FASB Amendment for Recording Discontinuing Operations

According to the FASB, there have been a number of disposals of small groups of assets which qualify for discontinued operations presentation under existing U.S. GAAP. This usually results in financial statements that are less useful for intended readers of the financial statements. Additionally, some interested parties state that applying  the existing standard for a presentation of discontinued operations result in higher costs for preparers because it can be complex and difficult to apply.

The amendment helps address the issues noted above by changing the criteria for reporting discontinued operations.

The amendment improves the definition of discontinued operations by limiting discontinued operations reporting to disposals of components of an entity that represent strategic shifts that have (or will have) a major effect on an entity’s operations and financial results. Under current U.S. GAAP, many disposals, some of which may be routine in nature and not a change in an entity’s strategy, are reported in discontinued operations.

The following conditions in the current definition of discontinued operation have been removed:

  1. The operations and cash flows of the component have been (or will be) eliminated from the ongoing operations of the entity as a result of the disposal transaction.
  2. The entity will not have any significant continuing involvement in the operations of the component after the disposal transaction.

The changes in the above definition are expected to reduce complexity in determining discontinued operations by the elimination of the current requirements to assess whether a component’s operations and cash flows have been eliminated from the ongoing entity and the significance of continuing involvement with a disposed component.

Additional items of note from the amendment:

A business or nonprofit activity that, on acquisition, meets the criteria to be classified as held for sale is reported in discontinued operations. Currently, U.S. GAAP does not include a business or nonprofit activity in the definition of a discontinued operation.

A disposal of an equity method investment that meets the definition of discontinued operation is reported in discontinued operations. Currently, disposals of equity method investments are not within the scope.

This amendment would also require an entity to disclose the pretax profit or loss of an individually significant component of an entity that does not qualify for discontinued operations reporting. This additional disclosure should provide users with information about the financial effects of significant disposals that do not qualify for discontinued operations reporting.
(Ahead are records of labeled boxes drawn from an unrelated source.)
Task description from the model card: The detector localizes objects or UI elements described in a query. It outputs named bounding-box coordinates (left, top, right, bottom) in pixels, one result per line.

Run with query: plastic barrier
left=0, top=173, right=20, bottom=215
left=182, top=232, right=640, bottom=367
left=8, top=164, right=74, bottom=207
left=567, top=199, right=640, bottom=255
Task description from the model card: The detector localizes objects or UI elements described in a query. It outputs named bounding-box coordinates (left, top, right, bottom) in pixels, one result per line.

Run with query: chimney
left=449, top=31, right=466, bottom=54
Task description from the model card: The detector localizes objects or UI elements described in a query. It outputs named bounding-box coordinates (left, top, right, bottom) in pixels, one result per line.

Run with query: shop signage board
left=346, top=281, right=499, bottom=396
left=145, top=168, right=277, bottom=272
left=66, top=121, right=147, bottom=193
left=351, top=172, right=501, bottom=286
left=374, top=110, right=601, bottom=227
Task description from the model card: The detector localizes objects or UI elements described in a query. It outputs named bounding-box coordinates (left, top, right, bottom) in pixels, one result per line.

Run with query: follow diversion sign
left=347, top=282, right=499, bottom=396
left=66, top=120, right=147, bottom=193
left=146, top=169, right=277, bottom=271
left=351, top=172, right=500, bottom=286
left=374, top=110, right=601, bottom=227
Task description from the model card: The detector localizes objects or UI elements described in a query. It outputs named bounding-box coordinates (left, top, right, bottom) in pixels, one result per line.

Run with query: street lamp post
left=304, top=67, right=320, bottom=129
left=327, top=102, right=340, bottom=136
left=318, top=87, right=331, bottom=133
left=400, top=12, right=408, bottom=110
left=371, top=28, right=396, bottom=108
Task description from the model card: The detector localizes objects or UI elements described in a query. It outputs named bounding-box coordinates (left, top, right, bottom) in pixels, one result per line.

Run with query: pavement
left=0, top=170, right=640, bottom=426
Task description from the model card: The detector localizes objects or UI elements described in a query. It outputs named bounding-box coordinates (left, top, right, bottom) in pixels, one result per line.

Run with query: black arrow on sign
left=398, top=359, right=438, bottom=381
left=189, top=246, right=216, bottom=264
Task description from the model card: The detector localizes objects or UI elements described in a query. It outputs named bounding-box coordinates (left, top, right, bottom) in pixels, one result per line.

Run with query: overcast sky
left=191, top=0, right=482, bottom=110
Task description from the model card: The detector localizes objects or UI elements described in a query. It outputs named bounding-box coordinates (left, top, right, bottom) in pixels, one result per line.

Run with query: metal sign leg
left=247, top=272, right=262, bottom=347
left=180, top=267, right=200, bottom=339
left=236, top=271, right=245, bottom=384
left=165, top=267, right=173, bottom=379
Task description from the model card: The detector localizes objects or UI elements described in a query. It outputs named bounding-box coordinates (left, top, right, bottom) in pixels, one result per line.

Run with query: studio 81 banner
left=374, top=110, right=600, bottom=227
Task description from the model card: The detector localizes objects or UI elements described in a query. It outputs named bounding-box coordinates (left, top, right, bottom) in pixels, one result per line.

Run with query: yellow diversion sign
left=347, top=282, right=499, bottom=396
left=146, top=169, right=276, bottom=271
The effective dates for entities that are not public business entities and a not-for profit entity that has not issued, or is a conduit bond obligor for, securities that are traded, listed, or quoted on an exchange or an over-the counter market are as follows:

  1. All disposals (or classifications as held for sale) of components of an entity that occur within annual periods beginning on or after December 15, 2014, and interim periods within annual periods beginning on or after December 15, 2015
  2. All businesses or nonprofit activities that, on acquisition, are classified as held for sale that occur within annual periods beginning on or after December 15, 2014, and interim periods within annual periods beginning on or after December 15, 2015.

An entity should not apply the amendments to a component of an entity, or a business or nonprofit activity that is classified as held for sale before the effective date even if the component of an entity, or business or nonprofit activity, is disposed of after the effective date. Early adoption is permitted, but only for disposals (or classifications as held for sale) that have not been reported in financial statements previously issued or available for issuance.  If your company is a public company please refer to ASU 2014-8 for the effective date for your company.